Joint announcement: John Huff, CEO ABIR, speaks, watched by, from left, Ben Cunningham, financial services attache in the Permanent Representation of Ireland; Marc Horovitz, deputy head of Unit of Insurance Policy, European Commission’s DG FISMA; Michael Bennet, chief underwriting officer at Arch Insurance; and Veronique Ormezzano, Paris Europlace (Photograph supplied)

The Association of Bermuda Insurers and Reinsurers has joined forces with Insurance Ireland to urge European policymakers to revise proposed securitisation rules, warning that the current framework could unintentionally exclude Bermudian-based insurers from a key European credit risk transfer market.

Abir and Insurance Ireland made the appeal in a joint industry position paper released this week as the EU reviews its securitisation framework, a process seen as central to strengthening the bloc’s financial competitiveness and supporting its Savings and Investments Union.

The organisations warned that aspects of the current proposal — including size thresholds, group recognition rules and safeguard requirements — could in practice exclude EU-authorised insurers that are part of groups headquartered outside the EU, including Bermuda and Switzerland.

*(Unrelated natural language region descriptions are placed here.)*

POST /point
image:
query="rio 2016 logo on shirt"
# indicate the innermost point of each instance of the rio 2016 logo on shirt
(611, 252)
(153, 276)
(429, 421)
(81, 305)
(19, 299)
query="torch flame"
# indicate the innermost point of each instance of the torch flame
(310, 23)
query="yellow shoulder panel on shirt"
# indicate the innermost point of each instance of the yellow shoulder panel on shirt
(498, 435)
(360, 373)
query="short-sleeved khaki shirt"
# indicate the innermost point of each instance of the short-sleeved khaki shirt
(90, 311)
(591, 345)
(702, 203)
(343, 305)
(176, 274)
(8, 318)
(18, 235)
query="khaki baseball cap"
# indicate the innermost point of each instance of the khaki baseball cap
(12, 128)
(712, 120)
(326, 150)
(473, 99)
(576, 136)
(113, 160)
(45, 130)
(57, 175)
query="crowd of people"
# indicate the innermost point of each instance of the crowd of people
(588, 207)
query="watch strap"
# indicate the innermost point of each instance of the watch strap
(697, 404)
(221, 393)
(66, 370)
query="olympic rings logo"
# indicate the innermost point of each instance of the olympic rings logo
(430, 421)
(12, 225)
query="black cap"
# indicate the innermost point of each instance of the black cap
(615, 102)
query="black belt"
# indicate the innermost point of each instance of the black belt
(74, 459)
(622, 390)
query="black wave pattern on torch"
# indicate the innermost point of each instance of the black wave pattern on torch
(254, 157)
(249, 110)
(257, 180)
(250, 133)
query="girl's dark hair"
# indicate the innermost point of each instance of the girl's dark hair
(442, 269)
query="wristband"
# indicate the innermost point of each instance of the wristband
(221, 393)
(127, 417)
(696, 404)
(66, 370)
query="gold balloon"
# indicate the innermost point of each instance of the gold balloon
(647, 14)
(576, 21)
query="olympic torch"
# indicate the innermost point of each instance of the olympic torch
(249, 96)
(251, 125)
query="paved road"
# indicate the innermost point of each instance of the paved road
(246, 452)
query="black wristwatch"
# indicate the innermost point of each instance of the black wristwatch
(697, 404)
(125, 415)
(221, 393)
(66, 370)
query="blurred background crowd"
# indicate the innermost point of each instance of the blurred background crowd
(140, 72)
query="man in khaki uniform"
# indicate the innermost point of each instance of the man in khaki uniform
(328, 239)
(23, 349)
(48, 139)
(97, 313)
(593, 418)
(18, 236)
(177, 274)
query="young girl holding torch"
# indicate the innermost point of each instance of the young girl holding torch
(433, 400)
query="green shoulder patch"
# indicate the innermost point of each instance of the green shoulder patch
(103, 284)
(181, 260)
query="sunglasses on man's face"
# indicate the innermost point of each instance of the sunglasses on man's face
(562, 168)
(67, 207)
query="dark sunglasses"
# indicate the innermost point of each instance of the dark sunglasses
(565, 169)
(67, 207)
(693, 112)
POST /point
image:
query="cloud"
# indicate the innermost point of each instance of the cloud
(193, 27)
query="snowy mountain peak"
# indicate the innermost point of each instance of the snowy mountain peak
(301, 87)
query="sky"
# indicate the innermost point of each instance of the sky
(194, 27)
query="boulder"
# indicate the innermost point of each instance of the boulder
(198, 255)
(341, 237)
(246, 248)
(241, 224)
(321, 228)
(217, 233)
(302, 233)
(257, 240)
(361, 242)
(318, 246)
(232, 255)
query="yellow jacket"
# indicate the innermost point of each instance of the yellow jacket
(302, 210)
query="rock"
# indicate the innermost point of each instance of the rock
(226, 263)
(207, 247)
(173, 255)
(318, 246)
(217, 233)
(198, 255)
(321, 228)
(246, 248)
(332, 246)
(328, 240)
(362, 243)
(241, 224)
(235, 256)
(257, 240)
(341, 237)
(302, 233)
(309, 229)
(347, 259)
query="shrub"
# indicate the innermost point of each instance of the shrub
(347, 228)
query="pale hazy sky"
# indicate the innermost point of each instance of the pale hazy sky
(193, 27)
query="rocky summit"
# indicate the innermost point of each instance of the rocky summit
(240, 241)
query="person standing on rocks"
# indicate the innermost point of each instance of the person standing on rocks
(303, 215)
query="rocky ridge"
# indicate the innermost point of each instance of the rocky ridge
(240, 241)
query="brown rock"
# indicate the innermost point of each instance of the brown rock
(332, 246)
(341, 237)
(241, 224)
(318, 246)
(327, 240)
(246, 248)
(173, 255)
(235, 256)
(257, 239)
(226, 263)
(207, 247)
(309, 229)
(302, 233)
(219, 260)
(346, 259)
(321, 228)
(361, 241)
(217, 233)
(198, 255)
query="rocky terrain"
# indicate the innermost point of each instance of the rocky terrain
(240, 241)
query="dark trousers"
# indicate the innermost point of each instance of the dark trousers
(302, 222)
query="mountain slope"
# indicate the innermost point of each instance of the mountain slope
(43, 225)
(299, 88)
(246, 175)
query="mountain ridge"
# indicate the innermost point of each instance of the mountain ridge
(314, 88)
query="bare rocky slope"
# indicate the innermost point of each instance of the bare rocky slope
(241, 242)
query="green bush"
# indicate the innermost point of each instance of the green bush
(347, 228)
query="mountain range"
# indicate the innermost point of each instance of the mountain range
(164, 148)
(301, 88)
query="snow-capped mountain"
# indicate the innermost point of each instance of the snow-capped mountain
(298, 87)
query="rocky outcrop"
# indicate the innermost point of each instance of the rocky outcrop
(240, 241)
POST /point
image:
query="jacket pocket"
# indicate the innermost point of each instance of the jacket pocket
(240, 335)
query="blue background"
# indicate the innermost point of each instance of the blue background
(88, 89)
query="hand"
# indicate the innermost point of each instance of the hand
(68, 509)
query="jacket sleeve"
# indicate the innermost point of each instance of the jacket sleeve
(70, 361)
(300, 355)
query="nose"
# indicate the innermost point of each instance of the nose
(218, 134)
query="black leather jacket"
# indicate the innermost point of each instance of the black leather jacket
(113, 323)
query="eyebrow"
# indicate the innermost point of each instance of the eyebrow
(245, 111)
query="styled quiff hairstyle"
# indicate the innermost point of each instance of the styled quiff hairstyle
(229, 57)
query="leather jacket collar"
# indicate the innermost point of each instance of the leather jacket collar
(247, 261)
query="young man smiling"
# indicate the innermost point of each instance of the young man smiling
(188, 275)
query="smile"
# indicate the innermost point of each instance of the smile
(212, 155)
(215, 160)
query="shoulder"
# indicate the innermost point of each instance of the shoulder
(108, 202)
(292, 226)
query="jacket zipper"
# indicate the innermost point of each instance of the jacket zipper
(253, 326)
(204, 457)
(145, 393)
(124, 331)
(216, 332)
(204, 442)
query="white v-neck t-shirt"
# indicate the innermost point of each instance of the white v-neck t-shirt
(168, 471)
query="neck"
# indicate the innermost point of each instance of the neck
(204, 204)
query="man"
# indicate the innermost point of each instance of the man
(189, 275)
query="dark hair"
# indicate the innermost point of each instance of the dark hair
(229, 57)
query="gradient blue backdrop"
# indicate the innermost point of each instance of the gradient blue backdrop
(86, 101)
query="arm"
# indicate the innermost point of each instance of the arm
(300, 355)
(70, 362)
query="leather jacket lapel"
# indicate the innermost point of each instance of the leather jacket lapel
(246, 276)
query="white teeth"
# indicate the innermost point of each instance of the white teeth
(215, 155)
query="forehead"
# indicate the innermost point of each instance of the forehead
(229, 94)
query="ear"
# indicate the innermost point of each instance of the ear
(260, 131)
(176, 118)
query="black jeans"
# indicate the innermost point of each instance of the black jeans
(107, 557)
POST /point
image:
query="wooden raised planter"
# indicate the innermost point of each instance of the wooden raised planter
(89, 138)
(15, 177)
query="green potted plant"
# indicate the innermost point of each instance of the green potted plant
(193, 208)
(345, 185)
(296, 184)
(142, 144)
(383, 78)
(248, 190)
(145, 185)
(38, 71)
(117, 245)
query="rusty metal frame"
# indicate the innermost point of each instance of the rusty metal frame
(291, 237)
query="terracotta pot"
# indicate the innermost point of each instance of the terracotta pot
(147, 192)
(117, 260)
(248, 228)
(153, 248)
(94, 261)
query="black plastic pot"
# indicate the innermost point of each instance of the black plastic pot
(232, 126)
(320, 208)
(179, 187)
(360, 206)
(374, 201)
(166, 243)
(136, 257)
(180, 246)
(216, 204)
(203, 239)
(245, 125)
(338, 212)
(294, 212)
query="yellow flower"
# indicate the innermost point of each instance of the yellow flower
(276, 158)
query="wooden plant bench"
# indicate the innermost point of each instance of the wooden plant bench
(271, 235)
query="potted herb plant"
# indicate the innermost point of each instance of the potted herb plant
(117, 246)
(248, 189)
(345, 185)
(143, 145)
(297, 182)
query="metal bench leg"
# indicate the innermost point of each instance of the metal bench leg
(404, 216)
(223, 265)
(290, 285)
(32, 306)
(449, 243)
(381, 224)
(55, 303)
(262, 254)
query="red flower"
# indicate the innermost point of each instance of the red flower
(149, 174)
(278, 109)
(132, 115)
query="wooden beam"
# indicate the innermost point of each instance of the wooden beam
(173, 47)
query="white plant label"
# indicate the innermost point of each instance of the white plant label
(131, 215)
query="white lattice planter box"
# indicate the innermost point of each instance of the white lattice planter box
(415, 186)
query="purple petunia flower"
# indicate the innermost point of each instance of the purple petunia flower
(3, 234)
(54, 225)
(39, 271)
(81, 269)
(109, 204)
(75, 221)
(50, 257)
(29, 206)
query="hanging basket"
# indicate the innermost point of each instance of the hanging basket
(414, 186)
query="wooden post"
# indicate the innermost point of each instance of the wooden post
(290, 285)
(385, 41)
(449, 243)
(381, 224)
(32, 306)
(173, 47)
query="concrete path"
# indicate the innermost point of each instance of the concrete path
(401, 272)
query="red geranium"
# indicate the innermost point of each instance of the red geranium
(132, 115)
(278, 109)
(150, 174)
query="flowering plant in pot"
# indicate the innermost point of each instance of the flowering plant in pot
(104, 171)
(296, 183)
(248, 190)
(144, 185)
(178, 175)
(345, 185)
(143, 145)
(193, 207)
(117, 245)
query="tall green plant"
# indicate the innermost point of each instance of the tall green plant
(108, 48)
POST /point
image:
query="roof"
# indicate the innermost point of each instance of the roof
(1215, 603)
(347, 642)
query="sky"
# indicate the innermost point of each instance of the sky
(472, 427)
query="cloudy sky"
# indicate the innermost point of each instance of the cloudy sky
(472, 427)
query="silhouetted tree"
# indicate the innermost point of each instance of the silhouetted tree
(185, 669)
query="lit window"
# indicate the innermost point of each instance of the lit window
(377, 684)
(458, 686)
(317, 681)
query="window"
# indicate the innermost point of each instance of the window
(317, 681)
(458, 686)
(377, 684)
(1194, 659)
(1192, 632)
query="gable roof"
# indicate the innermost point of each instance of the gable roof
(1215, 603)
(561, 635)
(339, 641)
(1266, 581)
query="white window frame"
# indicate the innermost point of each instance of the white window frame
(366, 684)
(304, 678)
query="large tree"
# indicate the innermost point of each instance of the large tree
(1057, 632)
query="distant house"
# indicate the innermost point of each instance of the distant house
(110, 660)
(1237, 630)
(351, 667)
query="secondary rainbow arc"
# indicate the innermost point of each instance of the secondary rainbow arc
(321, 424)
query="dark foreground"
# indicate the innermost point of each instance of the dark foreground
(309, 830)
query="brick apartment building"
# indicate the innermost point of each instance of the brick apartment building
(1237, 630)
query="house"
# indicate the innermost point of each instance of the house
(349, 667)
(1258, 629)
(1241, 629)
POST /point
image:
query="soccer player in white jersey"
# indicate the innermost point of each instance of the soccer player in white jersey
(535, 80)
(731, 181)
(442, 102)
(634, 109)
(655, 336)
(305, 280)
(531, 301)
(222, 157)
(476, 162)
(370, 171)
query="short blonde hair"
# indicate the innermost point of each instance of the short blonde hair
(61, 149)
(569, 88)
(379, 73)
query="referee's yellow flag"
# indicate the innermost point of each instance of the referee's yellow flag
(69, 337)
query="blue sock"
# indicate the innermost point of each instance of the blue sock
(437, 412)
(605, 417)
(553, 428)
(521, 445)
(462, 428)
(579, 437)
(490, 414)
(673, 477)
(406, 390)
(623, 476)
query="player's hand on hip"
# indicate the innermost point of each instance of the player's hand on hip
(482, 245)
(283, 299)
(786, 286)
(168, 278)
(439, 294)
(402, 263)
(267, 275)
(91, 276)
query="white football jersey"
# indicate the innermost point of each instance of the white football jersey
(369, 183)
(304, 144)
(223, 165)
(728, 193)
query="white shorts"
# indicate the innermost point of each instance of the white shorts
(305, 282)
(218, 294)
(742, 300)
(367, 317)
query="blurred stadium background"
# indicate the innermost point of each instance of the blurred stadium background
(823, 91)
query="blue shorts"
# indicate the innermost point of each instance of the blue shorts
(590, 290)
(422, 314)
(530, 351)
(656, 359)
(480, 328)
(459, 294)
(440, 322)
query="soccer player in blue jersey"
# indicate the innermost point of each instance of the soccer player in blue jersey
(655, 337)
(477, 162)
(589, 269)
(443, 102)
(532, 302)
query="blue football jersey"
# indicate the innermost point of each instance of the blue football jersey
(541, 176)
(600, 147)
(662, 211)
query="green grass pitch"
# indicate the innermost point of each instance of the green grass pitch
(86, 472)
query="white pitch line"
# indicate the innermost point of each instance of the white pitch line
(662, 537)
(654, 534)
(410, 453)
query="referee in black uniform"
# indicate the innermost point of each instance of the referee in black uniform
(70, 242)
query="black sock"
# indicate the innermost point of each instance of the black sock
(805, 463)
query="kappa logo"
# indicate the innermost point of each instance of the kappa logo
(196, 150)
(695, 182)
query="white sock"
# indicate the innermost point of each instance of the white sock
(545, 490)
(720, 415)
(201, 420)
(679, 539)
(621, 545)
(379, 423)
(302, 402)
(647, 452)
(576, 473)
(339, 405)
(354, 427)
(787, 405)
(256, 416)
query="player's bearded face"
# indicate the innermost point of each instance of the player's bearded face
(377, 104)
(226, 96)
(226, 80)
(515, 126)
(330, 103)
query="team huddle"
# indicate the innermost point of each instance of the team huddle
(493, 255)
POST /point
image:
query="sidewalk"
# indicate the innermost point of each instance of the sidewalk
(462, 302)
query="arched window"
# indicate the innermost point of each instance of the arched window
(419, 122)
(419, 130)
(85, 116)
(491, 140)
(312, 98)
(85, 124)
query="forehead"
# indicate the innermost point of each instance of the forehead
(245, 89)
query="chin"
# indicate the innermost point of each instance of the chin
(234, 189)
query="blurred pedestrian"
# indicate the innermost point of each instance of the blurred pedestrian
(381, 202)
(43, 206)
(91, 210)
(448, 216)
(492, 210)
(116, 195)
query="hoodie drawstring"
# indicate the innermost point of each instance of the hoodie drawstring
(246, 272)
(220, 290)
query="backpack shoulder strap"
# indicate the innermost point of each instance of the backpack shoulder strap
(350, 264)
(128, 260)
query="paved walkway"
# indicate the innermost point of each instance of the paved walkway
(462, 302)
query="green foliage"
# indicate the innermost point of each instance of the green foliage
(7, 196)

Abir said such exclusions could narrow the pool of insurers able to provide credit risk protection to banks, increasing concentration risk and limiting lending capacity.

John Huff, Abir president and chief executive, said a well-functioning securitisation market allows banks to transfer credit risk while continuing to manage their underlying loan portfolios.

“A well-functioning securitisation market will enable banks to manage risk efficiently, free up regulatory capital, and expand lending to households, small and medium-sized enterprises and long-term investment projects,” Mr Huff said.

Under the arrangements, insurers provide unfunded credit protection that allows banks to transfer a portion of their credit risk without selling the loans themselves.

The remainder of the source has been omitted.